Matrix representation of the connectivity results. Dots denote anatomically overlapping pairs. The dashed diagonal correspond to self-activation (when the same cell expresses CsChrimson and GCaMP6m). Connection strengths are quantified in terms of the Mahalanobis distance to the null sample and the sign of the response integral, which is normalized to the maximum response.
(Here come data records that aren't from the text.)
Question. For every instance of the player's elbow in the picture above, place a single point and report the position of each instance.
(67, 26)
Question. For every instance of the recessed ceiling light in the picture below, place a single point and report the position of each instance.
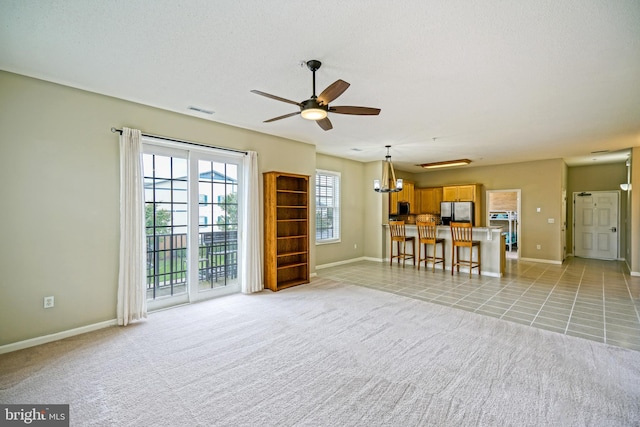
(446, 164)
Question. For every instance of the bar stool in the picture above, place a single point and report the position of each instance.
(398, 235)
(427, 237)
(461, 237)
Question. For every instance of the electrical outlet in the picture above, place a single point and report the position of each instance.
(48, 302)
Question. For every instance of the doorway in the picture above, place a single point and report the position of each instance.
(503, 209)
(596, 224)
(192, 228)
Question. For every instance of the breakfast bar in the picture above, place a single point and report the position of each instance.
(492, 247)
Figure 4—figure supplement 2
Results of mecamylamine applications.

For each cell pair, plots in the right column correspond to average traces (+-s.e.m.) at three time points during drug application: before (in blue, 4 min preceding drug application), during (in purple 6 to 11 min after starting drug application) and after (in turquoise, last two runs of the experiment). Plots in the left column show the response integral as a function of time to/from drug application. Each line corresponds to a fly. Timespans corresponding to the plots on the right are shaded accordingly. The dashed vertical line corresponds to the time at which the drug perfusion was turned on. Cell pairs are grouped based on the presynaptic cell type tested (Columnar neurons,IS-P neuron and Others).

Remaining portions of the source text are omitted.